Facebook and data..
This is a post on Facebook data.. my Facebook friend list data..
Given I tell FB a lot, it was quite interesting to see how FB doesn't make it easy for me to even track what is going on with my Friend list and update me on what is changing.
A few hours ago, I was trying to see how many of my friends post politial stuff on my feed. I could count 8 people off the top of my head and by skimming my feed over last week. Given it is holiday season, it is easy to spot the political posts.. My count was accurate. My entire feed is pretty much overwhelmed by these 8 people. Maybe the others dont post much? Maybe the most vocal ones are the ones that keep forwarding stuff to everyone on their timeline? Maybe the things they are forwarding are paid ads masquerading as meme's or just regular forwards? Maybe the people are not who they claim to be on FB and the account is hijacked? a lot of thoughts led me to try and find out again how after reducing my friend list to 150 two years ago, it is back at 318 now.. what has changed in the friend mix etc. etc.
Any analysis starts with the data set. Trying to export just the list of friends and the number of friends they have (or mutual friends) is not trivial.
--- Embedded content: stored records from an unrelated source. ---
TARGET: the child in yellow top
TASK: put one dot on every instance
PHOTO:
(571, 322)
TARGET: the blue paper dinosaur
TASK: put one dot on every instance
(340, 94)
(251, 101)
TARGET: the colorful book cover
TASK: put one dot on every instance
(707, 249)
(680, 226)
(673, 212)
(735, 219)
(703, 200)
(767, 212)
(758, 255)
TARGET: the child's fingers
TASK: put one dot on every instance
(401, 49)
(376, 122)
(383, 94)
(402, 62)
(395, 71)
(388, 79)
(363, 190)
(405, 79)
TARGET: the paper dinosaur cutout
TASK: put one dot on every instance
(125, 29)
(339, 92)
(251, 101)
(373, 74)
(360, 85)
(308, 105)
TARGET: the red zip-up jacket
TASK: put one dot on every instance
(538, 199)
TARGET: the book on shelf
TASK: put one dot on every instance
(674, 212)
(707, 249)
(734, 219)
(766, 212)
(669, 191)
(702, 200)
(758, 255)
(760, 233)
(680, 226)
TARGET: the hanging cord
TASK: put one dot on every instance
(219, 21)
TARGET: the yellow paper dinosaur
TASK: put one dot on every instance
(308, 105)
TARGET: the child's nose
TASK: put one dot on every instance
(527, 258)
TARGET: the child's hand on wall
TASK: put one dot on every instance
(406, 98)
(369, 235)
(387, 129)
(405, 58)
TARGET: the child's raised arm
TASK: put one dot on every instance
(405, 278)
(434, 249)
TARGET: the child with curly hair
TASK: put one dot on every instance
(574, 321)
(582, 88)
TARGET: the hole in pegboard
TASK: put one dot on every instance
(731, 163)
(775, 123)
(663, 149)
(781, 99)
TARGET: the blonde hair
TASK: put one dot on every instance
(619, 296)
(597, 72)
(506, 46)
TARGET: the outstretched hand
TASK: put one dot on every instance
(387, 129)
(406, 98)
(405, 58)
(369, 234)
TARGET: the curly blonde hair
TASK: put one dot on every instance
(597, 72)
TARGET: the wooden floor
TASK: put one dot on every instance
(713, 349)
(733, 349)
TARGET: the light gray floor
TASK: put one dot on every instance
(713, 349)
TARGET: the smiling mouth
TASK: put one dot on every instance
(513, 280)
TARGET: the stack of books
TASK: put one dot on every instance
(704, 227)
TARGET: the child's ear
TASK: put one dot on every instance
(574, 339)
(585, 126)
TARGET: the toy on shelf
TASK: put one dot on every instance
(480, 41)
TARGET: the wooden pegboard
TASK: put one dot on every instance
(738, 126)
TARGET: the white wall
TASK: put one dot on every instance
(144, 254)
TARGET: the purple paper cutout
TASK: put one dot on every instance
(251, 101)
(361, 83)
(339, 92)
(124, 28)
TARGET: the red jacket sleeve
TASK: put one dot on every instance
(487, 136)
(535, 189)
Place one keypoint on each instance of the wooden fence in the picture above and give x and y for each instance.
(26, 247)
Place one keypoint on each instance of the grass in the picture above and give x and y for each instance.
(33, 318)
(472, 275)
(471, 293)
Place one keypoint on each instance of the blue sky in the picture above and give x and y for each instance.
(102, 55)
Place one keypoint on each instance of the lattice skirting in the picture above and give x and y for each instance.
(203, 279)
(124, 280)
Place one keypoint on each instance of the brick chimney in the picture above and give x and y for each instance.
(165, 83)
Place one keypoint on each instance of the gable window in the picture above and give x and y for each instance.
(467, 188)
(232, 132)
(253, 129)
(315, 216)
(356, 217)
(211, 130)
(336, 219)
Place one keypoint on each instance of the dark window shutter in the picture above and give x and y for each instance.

I did spend a lot of time copy pasting stuff from HTML to csv to JMP and had to do some clean up just to get the data in three Columns.. (Friends name, their friends total, mutual friends). Now why FB lists only Mutual friends in some cases I do not know. At first glance it looks like some folks do NOT want to even disclose how many friends they have!! I don't know what the point is of being on a social network if you are that worried. Let's move on..
Then I found that some of my friends have deactivated their accounts. Their pictures are blank and there was nothing listed. When I click on that friends page it says "this account is deactivated. you have the option to unfriend this person". WTH? This was for multiple people. So the person just left FB without a note of any kind to say they are deactivating it?
72 of my friends show only a mutual friend count. So it makes it difficult to do a fair distribution.. that was a painful realization that there was no way to get the friend count. You have to go to that friends page and see if it will show up. Even my wife's page will only show we have 152 mutual friends. It wont tell me how many friends she has in total. Not that this count matters but if you are looking at data and you try to see patterns it makes sense to have apples to apples.
Then I put in a classification by how they are my friends.
F- Family (anyone related by blood or marriage)
HS- high school (PS. Senior)
C- college (classmates, juniors, seniors) from IT-BHU
GS - Grad school (All the Drexel and RPI connections)
FF- Family friends (this one is tricky because some of these people we met in social settings, my kids classmates, but Majority are spouses of friends from HS, C, GS or my wifes classmates and their spouses)
BL- friends from my Blogger days who I have managed to stay in touch with till now!
Y- Yoga (there are teachers and there are students, but I just lumped it into one)
W- Friends I made at Cypress Semi at work
Here are the distributions given this classification:
This one is the distribution of the friends my friends have (unfortunately for the 72 people out of 318 where it listed only mutual friends, that data is not included in this).
If you read the anthropology books Guns Germs and Steel or Sapiens, the authors make a case that tribes split up into rival tribes or multiple tribes after their populations cross 140-150. The social structure at that point is unmanageable and the connections become meaningless. At any one point everyone closely interacts with 15 people on a day to day basis. In the last 2 years I have observed this at work, at home, at gatherings and on my social media feeds. People simply become inactive.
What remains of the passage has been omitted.